Court OKs Removing Content From The Public Domain - LogicHoleFlaw
http://techdirt.com/articles/20100621/2320049908.shtml

======
anigbrowl
This is an interesting story, but poorly reported and understood (IMO, but
IANAL). I think the court is right, which is ironic, given my extended rant
about copyright overreach only 2 hours ago
(<http://news.ycombinator.com/item?id=1453080>).

Quick-but-simplistic summary: US musicians played music of dead Russian
composer Shostakovich, which was in public domain in the US, for fun and
profit.

Meanwhile, US complains to Russia about failure to enforce US copyrights and
halt piracy there. Russia points out that those works were never copyrighted
in Russia and are thus in the (Russian) public domain. US invokes Berne
convention, saying that US copyright registration is sufficient for worldwide
recognition. Russia points out that US has cheerfully ignored Russian
copyrights. US admits Russia has a point and passes an act (URAA) to respect
foreign copyrights in US.

Shostakovich's work is no longer in the US public domain as a result:
performances infringe newly (and retroactively) established copyright.
Copyright holders demand royalties for any future use; performers balk, and
plead reliance on previous public domain status. Agreement impossible,
lawsuits launched, performers as plaintiffs claim that extension of copyright
to previously unprotected works violates 1st amendment.

-

The court decided three basic things. First, that the US government has an
interest in seeing US copyrights enforced overseas; and as this depends on
treaties which in turn mean we must reciprocally enforce overseas copyright in
the US, the government's interest in upholding international copyright
treaties trumps that of US musicians to play the music of Shostakovic without
paying any royalties.

Second, it doesn't infringe free speech insofar as it is content-neutral: the
copyright status of Shostakovic has changed not because the government wishes
to suppress performances of his music or because it hates the performers in
question, but simply because the works of Shostakovic ought not have been in
the public domain to begin with.

Why not, you ask - aren't I supposed to be against endlessly extending
copyright? Indeed I am. But Shostakovic only died in 1975. Even under shorter
grants of copyright, his work would normally be protected for many years to
come, so that his heirs or publishers could enjoy the fruits of his creativity
as he saw fit to assign his rights. The only reason for this to be overlooked,
and his work to find its way into the US public domain, is that when
Shostakovic died Russia was still part of the USSR, with whom we had no sort
of copyright arrangements because the USSR was a communist regime which did
not believe in such things anyway. Since russia is no longer communist but has
since become a signatory to the Berne convention, and since they have
retroactively extended the normal protections of copyright to works created
before the fall of communism, under the Berne treaty we have to respect that;
otherwise we would be in the curious position of saying that Shostakovic must
remain in the US public domain out of deference to the (lack of) copyright
protection resulting from the laws of the erstwhile Soviet Union.

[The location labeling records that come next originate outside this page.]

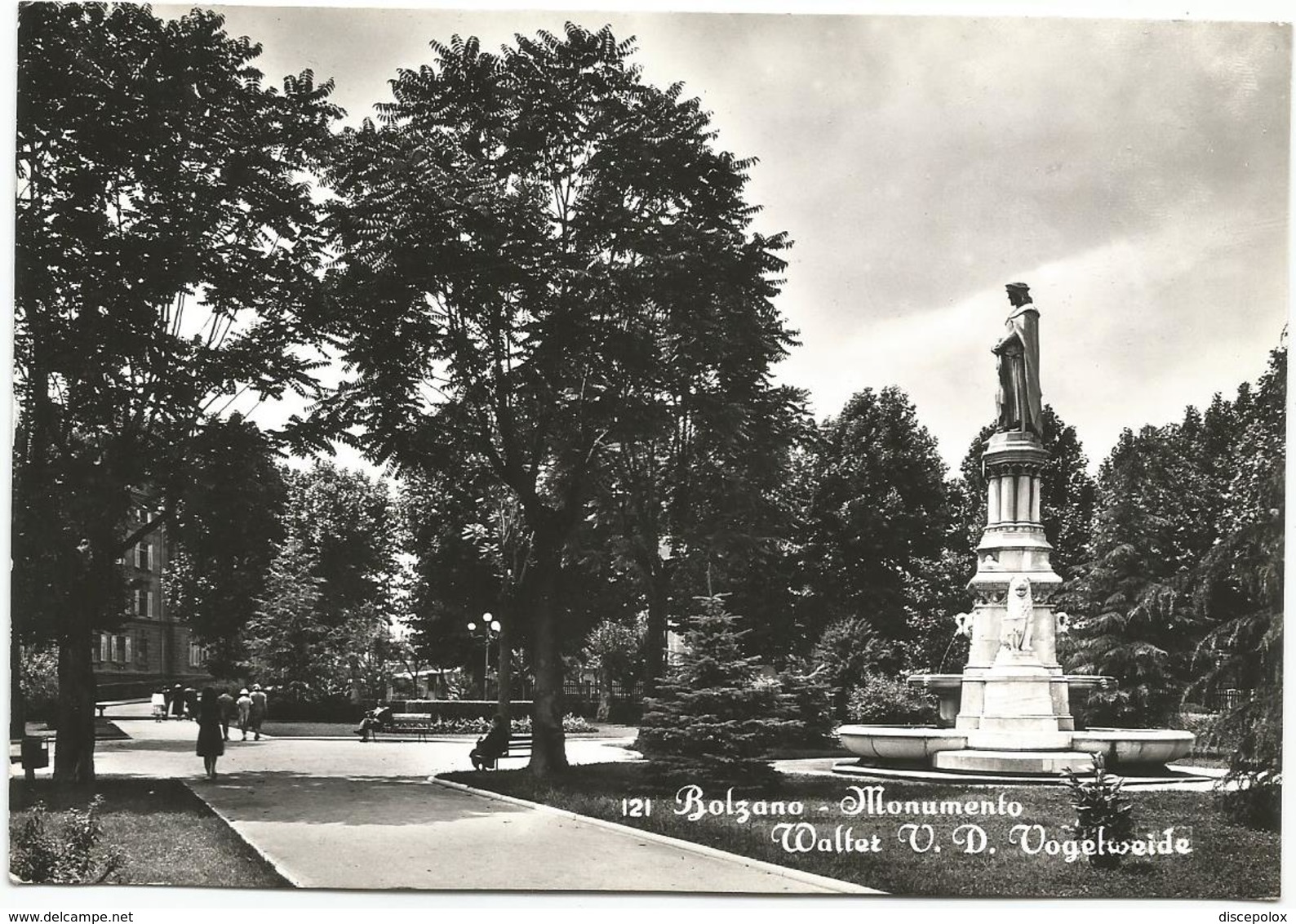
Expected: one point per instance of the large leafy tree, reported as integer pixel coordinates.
(165, 245)
(516, 236)
(1238, 590)
(1161, 496)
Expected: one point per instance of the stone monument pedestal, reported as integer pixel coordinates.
(1014, 703)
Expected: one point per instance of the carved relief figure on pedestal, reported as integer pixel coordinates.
(1019, 397)
(1016, 628)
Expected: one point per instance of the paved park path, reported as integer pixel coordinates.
(348, 815)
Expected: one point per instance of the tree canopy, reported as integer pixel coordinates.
(166, 248)
(529, 244)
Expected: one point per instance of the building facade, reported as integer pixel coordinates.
(148, 647)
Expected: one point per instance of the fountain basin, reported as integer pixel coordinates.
(1134, 745)
(899, 743)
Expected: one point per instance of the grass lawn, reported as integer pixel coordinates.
(1225, 860)
(167, 835)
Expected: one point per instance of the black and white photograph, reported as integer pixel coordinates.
(699, 452)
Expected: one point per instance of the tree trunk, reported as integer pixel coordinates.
(548, 754)
(74, 745)
(604, 695)
(655, 633)
(17, 704)
(506, 663)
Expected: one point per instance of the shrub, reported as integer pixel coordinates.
(1256, 802)
(480, 725)
(888, 700)
(811, 704)
(39, 682)
(714, 719)
(1101, 806)
(68, 851)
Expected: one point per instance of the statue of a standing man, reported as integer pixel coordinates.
(1019, 364)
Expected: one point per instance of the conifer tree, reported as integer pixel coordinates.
(714, 718)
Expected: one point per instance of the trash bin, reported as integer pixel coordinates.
(35, 753)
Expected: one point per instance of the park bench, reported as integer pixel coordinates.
(518, 745)
(409, 723)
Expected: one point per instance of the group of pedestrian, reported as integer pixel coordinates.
(176, 701)
(214, 713)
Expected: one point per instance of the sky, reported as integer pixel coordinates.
(1133, 171)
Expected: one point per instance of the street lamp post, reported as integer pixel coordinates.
(490, 630)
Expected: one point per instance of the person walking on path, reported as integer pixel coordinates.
(493, 745)
(211, 743)
(160, 705)
(244, 707)
(227, 710)
(258, 709)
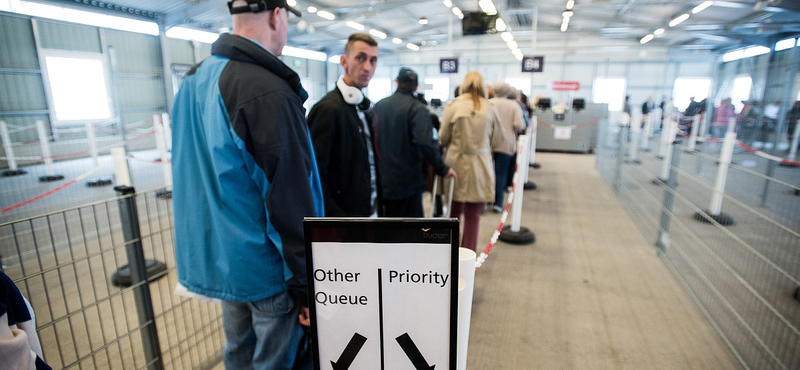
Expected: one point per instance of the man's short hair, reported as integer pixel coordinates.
(364, 37)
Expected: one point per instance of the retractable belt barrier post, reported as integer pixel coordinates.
(94, 182)
(795, 141)
(121, 171)
(466, 285)
(535, 126)
(46, 155)
(515, 234)
(531, 146)
(693, 137)
(715, 206)
(673, 131)
(644, 144)
(167, 130)
(632, 148)
(8, 146)
(166, 163)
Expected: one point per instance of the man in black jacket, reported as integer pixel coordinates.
(341, 126)
(406, 147)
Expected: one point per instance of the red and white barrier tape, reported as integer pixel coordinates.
(574, 127)
(485, 254)
(752, 150)
(60, 187)
(765, 155)
(86, 152)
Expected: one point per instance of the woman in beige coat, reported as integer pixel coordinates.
(470, 128)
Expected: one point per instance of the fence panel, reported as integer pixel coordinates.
(744, 277)
(63, 263)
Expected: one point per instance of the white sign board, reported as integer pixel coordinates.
(382, 293)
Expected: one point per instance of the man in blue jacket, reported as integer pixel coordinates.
(406, 147)
(245, 177)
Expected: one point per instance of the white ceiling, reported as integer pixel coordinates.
(596, 23)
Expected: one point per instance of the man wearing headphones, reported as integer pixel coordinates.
(341, 126)
(245, 177)
(405, 141)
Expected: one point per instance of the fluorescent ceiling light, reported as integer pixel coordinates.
(784, 44)
(756, 50)
(679, 20)
(81, 17)
(184, 33)
(355, 25)
(500, 25)
(377, 33)
(303, 53)
(733, 55)
(327, 15)
(701, 7)
(487, 6)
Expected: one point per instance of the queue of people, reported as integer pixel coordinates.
(248, 166)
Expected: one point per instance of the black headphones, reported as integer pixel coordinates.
(250, 8)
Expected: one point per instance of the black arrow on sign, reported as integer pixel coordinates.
(350, 352)
(413, 353)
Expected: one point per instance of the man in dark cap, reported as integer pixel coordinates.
(405, 148)
(245, 177)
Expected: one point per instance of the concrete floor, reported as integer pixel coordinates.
(590, 293)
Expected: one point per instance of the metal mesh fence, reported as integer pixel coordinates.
(744, 276)
(63, 263)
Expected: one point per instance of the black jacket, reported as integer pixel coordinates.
(342, 156)
(406, 145)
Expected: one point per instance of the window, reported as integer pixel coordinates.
(686, 88)
(440, 89)
(78, 89)
(741, 92)
(610, 91)
(379, 88)
(521, 84)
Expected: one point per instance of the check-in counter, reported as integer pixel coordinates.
(573, 131)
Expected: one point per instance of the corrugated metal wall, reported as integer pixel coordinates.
(22, 97)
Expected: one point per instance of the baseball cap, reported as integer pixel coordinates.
(256, 6)
(407, 75)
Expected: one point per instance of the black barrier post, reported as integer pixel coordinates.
(669, 200)
(129, 218)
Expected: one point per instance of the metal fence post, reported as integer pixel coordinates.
(669, 201)
(129, 218)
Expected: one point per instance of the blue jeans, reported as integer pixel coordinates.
(261, 335)
(502, 164)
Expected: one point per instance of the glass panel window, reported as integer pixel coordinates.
(686, 88)
(609, 91)
(78, 89)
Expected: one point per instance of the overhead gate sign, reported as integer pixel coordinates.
(383, 295)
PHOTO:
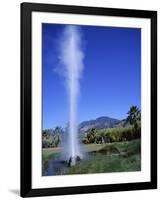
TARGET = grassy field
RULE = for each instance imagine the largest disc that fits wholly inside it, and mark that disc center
(112, 157)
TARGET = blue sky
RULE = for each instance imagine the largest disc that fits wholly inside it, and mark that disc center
(111, 80)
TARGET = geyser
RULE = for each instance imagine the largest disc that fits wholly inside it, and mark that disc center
(71, 56)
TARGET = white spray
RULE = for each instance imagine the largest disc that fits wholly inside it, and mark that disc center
(71, 56)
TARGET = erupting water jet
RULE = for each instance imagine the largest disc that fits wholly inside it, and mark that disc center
(71, 56)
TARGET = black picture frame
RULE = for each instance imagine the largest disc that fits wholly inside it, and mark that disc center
(26, 104)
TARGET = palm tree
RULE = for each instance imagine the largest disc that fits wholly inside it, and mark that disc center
(134, 115)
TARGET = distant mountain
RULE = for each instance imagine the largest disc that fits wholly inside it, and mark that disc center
(99, 123)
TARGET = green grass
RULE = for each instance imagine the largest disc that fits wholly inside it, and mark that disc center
(111, 157)
(50, 153)
(114, 157)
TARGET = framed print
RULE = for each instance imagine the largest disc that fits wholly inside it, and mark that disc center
(88, 99)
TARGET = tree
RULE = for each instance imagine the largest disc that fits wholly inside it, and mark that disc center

Third, the performers dislike the fact that since the copyright has been
extended to the works of Shostakovic, the URAA means that all the copyright
holders have to do is give them a year's notice before they either pay
royalties or give up performing his work. In the UK, they say, a rights holder
must pay money to someone who relied upon a mistaken public domain
classification, to reflect the loss of income they suffer due to their sudden
inability to sell the newly-copyrighted work. The court disagreed, pointing
out that while UK law would require them to be compensated for their
inconvenience before the rights owner could start licensing the work, it would
also impose a mandatory immediate halt to their performance activity, rather
than the 12 month grace period allowed under US law - and so they are no worse
off, overall.

So in a nutshell, US performers of Shostakovic music were getting something
for nothing, because but for the composer having lived and died under
communism, his work would never have been in the public domain to begin with.
To argue otherwise would be like saying to Russians that Soviet law still
applies to all property created before 1992.